I think I am not unusual in saying that I live for familiar connections, whether that is sharing stories of first heartbreak or simply a mutual love of the Cornish sea. It is what brings people together. With that in mind, I was surprised to find myself at the National Theatre’s (NT) ‘The Threepenny Opera’ with that same feeling. With songs which begin ‘What a twat!’, a cast that included scantily-clad prostitutes, obvious theatrical make-up, dancing troops and deadly gangs, this darkly comic twentieth-century musical could not be further from reality. Comparatively, NT’s production of ‘Sunset at the Villa Thalia’ is a bittersweet tale of two couples’ retreat to Greece in the 1960s. Full of marital dispute, artistic discussion and political questioning, this show is perhaps, a little closer to home.
However, my aim is not to critique these shows. I simply wish to question the audience’s preference, whether they wish to relate to the action or if they simply hope to observe something far in subject from their daily lives. On the surface, the melodrama of ‘The Threepenny Opera’ is alluring in its display of another world. In fact, the power of literature, both the written and the spoken word, achieves a similar effect in its ability to transport us away from our present surroundings.
The dingy brothel scenes and cackling beggars are a snapshot of a poverty-stricken London society, far away from daily life in Durham. It is not just the threadbare corsets and women begging for casual intimacy, but a deeper layer that is revealed, of the fear of individuals involved in such a world. This imaginative quality is evocative in its poignancy as the physical masks of the characters, such as Peachum’s heavy make-up, hint at something bleaker under the surface. That is not to say that ‘Sunset at the Villa Thalia’ does not have this quality, but rather that it is at face value. In other words, the audience is not forced to exist outside of their comfort zone. That is why Pinter’s work in the mid-twentieth century was so popular in that it combined elements from the genres of both plays, by showing a realistic setting covering a far darker obscurity.

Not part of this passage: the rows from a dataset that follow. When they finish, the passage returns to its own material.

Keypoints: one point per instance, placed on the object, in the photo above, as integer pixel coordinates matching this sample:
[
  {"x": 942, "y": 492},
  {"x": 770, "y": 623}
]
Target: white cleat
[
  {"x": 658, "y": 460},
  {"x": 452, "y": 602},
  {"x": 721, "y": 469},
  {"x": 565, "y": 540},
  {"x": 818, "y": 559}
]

Perhaps, ‘The Threepenny Opera’ is more thematically familiar than we think. The love-hate relationship between Macheath and Polly is multi-layered and the corruption of the police force is something still prevalent today. Although the constant hilarity and crude nature of the characters mask this, it is clear that the themes are similar in content to that of ‘Sunset at the Villa Thalia’. Both address discord between man and wife, extra-marital relationships and forceful personalities. The question is: do we prefer a theatrical mask or simply the raw reality? Which challenges us more? Our minds are perhaps lulled into watching the simple story of ‘Villa Thalia’ in which Charlotte and Theo who, like the majority of married couples, are looking for a source of peace. In this generation of hyper-reality and innovation, are we not bored?
In truth, surprisingly, I found myself enjoying the simplicity of this story and its lack of pretence. The scenes of children swimming in the sea, Greek dancing and moonlit dinners were calming. Although it did not use dramatic set changes and complex lighting, its normality was relatable. I was not forced into questioning deeper subjects. I was allowed to enjoy a kitchen drama. I was entertained, if relatively unchallenged.
Therefore, it is evident that the unrealistic and the realistic can both be appreciated for different reasons. With the speed and pressure of daily life, a reflection and an exaggeration are equally important in self-understanding. My advice is that, with the flurry of student plays emerging this term, do not be put off by something wildly unfamiliar. You may find that it’s more relatable than you think.